I stared at the levers for a second and then mimicked my mom's motions. "Three," tinka, tinka, tinka of rice, "plus one" tinka, "is four." I pulled out the tray and was amazed that I didn't mess up. I looked up, expecting an approving smile from Mom, but she was already at the kitchen counter next to the sink, removing the ricepot from the rice cooker.
"Now what?" I put the tray of rice on the counter.
"Now you need to stand on this step-stool to reach the sink." She pulled over the step-stool to the sink and looked as I stepped up and came up to Mom's height. She poured the rice into the ricepot.
"Hey, the rice doesn't go up to four," I said, looking at the numbers stamped inside the pot.
"Ellen, you're making four cups of COOKED rice. Rice cooks by soaking up water, getting bigger. You see? So uncooked rice is smaller. You measure the water to go to four, and the rice will go up there."
"Oh."
"Okay," she continued, “you need to wash the rice three times."
"Why?"
"To rinse out the extra rice starch. Do you want mushy rice, like baby food?"
"No."
"Then wash the rice. Remember, three times." She turned on the faucet, half-filled the pot, and handed it to me.
I stared at the pot, seeing the water a little cloudy with rice starch. "Mom, I don't know how to wash rice."
"What? You see me wash rice every day."
"Well, yeah," I shrugged, "but I don't really pay attention."
Mom looked at me again and took the ricepot back. "You're a big girl. You should know you learn by paying attention."
"Big girl, big girl. You and Pa keep saying that to me, but all my other friend's parents don't make them cook and clean the house and stuff like that, and I bet nobody my age cooks rice!"
"Hmph." Mom slowly began to wash the rice, holding the pot steady with one hand while the other squeezed and stirred up the rice in the water, reaching up palmfuls out of the water and letting the rice grains cascade back into the pot like rain. "When I was your age," she said after a small silence, "I didn't only cook rice, I planted rice. Do you know what rice-planting is like? It's being knee-high in mud behind a carabao manuring the rice plants."
My nose crinkled up at the image of a water buffalo crapping into the mud, and as I saw this image, my mom suddenly released a handful of wet rice into the rice water. Plop!
"Big girl. No, I didn't feel like a big girl. I felt like a hungry little girl, and a hungry little girl works for her food, her rice. In the Philippines, rice is the most important food, fills you up fast, even when there is no meat, no milk. In some houses in my barrio, some families even use the rice water as milk for their babies. See, the first rice water even looks like milk."

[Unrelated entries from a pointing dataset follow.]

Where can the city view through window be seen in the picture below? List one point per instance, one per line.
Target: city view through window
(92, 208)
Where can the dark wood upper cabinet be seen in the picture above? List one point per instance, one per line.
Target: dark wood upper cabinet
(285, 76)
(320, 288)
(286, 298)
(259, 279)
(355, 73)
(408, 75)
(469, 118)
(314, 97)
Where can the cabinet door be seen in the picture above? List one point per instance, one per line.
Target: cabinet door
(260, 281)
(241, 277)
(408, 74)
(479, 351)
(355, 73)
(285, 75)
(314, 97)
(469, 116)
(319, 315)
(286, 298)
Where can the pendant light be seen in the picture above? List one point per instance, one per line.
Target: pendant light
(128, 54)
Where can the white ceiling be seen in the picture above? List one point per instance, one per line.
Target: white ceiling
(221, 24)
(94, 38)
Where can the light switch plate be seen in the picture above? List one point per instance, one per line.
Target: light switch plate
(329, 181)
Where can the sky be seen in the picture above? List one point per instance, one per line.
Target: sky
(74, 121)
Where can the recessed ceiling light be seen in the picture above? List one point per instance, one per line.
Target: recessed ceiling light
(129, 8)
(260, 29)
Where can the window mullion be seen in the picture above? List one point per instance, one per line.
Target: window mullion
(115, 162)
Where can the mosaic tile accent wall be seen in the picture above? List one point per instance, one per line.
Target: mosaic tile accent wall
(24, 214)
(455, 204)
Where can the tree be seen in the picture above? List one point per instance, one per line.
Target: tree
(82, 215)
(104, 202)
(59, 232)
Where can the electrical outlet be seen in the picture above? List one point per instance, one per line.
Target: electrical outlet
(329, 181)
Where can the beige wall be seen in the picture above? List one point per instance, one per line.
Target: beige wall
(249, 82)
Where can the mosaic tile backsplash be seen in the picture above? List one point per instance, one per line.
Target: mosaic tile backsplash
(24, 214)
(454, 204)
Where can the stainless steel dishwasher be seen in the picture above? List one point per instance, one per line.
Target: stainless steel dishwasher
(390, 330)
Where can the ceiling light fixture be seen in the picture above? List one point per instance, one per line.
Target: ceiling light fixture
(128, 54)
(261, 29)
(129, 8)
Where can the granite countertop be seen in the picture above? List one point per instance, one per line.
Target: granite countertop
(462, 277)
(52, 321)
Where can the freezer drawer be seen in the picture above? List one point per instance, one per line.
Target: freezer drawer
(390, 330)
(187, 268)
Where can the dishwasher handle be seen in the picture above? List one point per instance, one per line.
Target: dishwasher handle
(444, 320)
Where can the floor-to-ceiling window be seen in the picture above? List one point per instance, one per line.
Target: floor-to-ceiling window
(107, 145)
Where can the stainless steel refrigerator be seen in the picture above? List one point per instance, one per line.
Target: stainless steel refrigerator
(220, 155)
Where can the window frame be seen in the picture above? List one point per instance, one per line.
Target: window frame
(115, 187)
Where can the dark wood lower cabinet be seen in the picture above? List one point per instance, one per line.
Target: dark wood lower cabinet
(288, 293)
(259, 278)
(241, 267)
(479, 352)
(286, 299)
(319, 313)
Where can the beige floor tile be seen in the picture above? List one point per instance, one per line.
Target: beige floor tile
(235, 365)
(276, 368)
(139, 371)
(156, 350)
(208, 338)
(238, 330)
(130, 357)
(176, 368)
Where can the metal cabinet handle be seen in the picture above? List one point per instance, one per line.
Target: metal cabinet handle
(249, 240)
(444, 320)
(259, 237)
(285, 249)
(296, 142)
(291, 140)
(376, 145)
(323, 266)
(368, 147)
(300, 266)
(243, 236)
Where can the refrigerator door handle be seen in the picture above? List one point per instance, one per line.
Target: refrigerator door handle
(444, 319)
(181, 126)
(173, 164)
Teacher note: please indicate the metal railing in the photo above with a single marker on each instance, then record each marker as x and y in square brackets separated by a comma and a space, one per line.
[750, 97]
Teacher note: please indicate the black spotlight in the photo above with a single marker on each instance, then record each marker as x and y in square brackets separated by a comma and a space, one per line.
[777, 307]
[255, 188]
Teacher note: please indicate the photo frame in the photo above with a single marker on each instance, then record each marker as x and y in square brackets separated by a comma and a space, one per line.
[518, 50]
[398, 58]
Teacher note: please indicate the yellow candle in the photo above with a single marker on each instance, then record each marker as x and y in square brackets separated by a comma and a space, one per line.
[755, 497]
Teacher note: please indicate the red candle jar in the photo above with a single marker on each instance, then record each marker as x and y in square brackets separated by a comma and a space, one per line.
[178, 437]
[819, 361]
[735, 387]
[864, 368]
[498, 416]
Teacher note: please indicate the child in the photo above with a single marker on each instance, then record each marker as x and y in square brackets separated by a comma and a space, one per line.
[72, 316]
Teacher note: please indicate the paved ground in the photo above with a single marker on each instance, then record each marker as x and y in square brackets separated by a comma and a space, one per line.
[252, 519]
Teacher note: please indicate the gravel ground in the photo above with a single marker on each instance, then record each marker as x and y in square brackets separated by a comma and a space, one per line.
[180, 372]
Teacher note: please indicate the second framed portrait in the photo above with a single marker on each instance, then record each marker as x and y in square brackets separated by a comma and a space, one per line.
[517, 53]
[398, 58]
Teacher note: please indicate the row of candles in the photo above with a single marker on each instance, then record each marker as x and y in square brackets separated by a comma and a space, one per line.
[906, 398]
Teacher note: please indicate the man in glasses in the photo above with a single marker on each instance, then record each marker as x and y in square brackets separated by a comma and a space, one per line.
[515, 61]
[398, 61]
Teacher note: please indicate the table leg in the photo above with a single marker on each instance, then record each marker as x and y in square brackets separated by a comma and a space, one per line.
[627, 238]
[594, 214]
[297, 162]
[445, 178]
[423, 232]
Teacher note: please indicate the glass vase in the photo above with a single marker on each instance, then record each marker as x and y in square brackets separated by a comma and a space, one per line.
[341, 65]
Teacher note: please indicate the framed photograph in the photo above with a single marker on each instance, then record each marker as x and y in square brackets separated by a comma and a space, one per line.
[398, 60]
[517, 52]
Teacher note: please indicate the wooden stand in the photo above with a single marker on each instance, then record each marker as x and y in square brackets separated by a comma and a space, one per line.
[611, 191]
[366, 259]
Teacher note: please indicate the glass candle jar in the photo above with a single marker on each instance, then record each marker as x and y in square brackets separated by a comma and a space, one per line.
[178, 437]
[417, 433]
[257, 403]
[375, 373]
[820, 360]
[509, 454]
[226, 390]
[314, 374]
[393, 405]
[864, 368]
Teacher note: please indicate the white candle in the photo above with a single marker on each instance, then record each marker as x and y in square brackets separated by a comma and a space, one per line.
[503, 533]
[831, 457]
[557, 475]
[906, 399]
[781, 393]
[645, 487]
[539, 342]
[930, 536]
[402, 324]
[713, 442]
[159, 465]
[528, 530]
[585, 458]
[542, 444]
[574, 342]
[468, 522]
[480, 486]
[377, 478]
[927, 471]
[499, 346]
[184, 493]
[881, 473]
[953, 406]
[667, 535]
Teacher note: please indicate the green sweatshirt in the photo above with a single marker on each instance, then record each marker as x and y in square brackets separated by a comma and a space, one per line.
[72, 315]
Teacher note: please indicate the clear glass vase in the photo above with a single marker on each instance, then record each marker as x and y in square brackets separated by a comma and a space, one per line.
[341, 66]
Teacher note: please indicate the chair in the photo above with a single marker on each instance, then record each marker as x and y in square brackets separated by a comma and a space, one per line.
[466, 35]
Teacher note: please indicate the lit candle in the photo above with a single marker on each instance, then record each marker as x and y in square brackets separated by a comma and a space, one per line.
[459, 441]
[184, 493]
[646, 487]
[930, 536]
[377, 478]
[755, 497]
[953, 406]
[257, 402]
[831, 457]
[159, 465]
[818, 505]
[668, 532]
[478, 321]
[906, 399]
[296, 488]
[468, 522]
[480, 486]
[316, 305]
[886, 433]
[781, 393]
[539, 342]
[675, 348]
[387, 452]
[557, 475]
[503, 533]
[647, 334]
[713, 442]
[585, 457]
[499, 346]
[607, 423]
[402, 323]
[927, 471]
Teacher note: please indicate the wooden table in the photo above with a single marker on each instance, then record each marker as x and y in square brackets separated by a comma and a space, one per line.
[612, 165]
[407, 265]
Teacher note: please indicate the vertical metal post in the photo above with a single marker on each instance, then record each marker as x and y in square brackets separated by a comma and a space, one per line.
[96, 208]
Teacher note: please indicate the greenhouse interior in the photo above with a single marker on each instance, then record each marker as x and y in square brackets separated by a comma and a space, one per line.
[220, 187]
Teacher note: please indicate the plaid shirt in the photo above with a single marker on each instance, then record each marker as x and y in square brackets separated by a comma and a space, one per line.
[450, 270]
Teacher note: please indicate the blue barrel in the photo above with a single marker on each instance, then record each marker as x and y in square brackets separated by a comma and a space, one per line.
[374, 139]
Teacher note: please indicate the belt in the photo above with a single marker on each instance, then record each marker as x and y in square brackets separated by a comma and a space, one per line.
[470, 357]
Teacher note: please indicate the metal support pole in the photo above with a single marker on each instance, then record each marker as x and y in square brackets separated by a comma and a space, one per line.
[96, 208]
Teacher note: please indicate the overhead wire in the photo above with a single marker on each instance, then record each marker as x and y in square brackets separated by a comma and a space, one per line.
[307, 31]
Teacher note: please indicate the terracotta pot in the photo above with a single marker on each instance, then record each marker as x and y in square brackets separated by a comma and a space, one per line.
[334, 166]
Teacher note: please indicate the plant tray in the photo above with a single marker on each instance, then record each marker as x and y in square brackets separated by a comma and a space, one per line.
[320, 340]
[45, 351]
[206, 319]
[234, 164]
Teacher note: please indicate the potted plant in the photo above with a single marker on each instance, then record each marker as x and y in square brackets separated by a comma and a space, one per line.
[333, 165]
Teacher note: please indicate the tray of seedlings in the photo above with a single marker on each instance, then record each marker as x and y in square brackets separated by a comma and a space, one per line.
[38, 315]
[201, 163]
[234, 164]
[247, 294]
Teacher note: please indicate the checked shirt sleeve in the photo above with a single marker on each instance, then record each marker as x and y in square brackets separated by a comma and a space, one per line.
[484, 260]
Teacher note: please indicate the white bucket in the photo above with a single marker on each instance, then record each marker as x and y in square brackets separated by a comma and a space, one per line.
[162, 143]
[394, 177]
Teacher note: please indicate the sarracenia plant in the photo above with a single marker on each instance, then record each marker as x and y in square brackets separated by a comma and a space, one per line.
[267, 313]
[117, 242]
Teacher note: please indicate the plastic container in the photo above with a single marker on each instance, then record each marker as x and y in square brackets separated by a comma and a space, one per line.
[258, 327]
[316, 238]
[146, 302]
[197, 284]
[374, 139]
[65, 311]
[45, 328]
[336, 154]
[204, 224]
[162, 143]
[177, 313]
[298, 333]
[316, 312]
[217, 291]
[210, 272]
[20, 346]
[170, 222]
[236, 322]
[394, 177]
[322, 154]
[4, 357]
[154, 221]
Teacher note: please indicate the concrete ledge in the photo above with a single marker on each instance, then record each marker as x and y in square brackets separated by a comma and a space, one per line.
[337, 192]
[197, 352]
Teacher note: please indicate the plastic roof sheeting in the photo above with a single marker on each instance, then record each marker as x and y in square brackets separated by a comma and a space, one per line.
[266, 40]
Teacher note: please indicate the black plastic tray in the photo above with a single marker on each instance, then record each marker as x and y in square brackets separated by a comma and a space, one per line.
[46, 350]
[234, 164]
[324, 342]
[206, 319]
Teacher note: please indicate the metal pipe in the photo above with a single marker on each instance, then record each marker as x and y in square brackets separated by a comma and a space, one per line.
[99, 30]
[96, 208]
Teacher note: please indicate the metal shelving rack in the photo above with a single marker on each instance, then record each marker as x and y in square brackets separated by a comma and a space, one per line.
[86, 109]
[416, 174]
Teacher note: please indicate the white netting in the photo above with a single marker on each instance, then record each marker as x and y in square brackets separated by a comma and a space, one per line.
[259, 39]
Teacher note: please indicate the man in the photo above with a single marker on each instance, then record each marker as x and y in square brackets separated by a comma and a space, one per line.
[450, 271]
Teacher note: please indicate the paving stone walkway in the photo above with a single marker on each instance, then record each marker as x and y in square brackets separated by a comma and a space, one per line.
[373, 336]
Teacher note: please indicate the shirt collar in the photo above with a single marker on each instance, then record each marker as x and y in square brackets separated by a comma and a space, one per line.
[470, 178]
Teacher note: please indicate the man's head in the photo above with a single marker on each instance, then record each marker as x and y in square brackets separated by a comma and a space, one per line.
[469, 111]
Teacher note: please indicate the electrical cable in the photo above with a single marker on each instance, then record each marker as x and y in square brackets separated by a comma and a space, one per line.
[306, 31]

I watched as my mother slowly poured out the first rice water, white and thick as whole milk. One hand held back the rice so that no grain escaped the pot. She poured in more water for the second washing.
"Once when I was working the rice paddies, a carabao lifted me up with its horns and threw me behind it. Whoomp!" She waved her arm above her, sprinkling me with rice water and laughing at the same time. "Like a bird. And then, sploosh! Into the muddy rice water! But I wasn't hurt, even though I was skinnier than you, all elbows and knees. No, rice makes you strong. And, of course, the mud broke my fall!"
I stared at my mom, amazed that she could laugh about being thrown by a carabao.
"I can't believe I lived like that, that I was that girl, but I was, I was. And I'm still cooking rice, eating rice. As it should be! I'm still a Filipina, after all." She poured out the second rice water, looking like two percent milk. "As are you, Ellen." She handed me the ricepot.
"Me? But I'm not you."
"No, but a part of you is, even though you don't know it yet." She pointed to the faucet. "Now, you wash rice."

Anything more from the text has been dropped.